The role of Musa for the first EIA populations is still unclear. A combination of C. americanus, V. unguiculata, Dioscorea spp., E. guineensis, Canarium, fish, some caprines and wild game would surely have been sufficient to supply the basic nutritional needs of the small EIA village communities. In this scenario, it is not necessary to claim plantain as an indispensable crop. The lack of Musa phytoliths from the well-studied EIA sites in both the ICB and southern Cameroon might indeed be evidence of absence. It is conceivable that Musa, although present at Nkang by the middle of the first millennium bc, was still unknown in larger areas of the Central African rainforest at that time and that their diffusion as an introduced crop was very slow. In the ICB, Musa has been present since at least around ad 1400, a time when pearl millet still persisted. The combination of C. americanus, Musa, E. guineensis, possibly Dioscorea, and fish was the base of subsistence for LIA populations in the ICB during the 15th and 16th centuries ad. Afterwards, the indigenous crops were replaced by the Neotropical domesticates Manihot esculenta and Zea mays, while plantain still remained a basic staple.

The development of agriculture in the Central African rainforest is historically unique and dissimilar from corresponding processes in other tropical rainforests of the world. In rainforests of SE Asia, New Guinea and South America indigenous agriculture was based on long-term resource exploitation by hunter-gatherers, deeply rooted from back in the Early Holocene and even sometimes the Pleistocene (e.g. Denham et al. 2009; Piperno 2011; Clement et al. 2015; Roberts and Petraglia 2015; Barker et al. 2017; Roberts 2019). Traditional agriculture in these areas is still mainly based on indigenous domesticates (e.g. Manihot and other root crops in Amazonia; Dioscorea, Colocasia esculenta (taro), and fruit trees including Metroxylon sagu (sago palm) in SE Asia). All these areas had an indigenous stock of highly productive wild starch plants—which is not the case in the Central African rainforest. There, it seems, not too long after their introduction to West-Central Africa and subsequent spread into the interior during Early Modern times, the much more productive American crops of M. esculenta and Z. mays became more attractive alternatives to African Dioscorea spp. and C. americanus, which they had outcompeted, or even consigned to oblivion, by the 1880s (R Eggert 1987, pp. 7–18; Wotzka 2019b, pp. 424–425).

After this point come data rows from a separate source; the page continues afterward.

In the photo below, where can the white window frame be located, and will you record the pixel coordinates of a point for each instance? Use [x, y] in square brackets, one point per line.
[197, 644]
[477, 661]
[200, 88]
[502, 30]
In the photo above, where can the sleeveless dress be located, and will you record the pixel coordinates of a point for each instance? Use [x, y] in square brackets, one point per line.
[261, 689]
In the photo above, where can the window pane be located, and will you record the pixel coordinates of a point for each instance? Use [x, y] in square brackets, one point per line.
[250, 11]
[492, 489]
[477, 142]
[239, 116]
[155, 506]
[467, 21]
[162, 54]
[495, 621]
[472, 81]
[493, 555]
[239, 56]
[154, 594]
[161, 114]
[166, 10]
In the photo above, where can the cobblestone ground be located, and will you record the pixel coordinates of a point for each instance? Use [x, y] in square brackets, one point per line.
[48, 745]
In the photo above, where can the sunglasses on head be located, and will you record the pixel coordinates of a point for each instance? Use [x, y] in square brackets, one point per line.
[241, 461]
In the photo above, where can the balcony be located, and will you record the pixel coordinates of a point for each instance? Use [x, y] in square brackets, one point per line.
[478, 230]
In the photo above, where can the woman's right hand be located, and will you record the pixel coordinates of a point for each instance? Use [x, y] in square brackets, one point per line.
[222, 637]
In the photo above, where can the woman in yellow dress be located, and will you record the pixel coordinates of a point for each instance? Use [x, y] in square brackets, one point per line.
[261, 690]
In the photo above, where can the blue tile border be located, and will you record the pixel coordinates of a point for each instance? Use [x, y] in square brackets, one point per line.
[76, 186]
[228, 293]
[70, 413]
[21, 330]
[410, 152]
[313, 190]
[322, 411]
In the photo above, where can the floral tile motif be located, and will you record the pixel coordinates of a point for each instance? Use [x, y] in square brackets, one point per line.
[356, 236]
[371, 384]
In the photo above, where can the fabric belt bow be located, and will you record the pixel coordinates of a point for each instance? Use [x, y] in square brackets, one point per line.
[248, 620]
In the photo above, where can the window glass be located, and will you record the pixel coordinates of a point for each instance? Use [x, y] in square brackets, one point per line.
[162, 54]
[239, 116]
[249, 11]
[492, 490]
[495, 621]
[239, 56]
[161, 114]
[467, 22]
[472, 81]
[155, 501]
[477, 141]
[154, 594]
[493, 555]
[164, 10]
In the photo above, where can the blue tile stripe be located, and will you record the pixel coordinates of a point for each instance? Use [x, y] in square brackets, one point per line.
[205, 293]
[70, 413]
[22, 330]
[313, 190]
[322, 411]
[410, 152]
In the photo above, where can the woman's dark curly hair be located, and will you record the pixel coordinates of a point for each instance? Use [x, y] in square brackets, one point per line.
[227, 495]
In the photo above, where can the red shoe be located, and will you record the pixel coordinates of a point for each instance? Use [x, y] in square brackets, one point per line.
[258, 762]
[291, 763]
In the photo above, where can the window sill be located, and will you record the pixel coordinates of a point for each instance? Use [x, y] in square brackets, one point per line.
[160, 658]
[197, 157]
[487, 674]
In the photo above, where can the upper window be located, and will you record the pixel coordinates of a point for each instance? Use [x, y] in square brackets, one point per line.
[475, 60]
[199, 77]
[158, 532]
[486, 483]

The diversity of Central African rainforest subsistence in the past remains to be explored. The picture is still patchy and incomplete, based on a very small number of sites with in-depth archaeobotanical studies. Many more sites have to be studied for their inventory of plant and animal resources. Systematic archaeological fieldwork and analysis open to the integration of results from all relevant disciplines yet free of excessive linguistic, biogeographic, climatic, vegetational or cultural preconceptions will have to play the main role for a long time to come.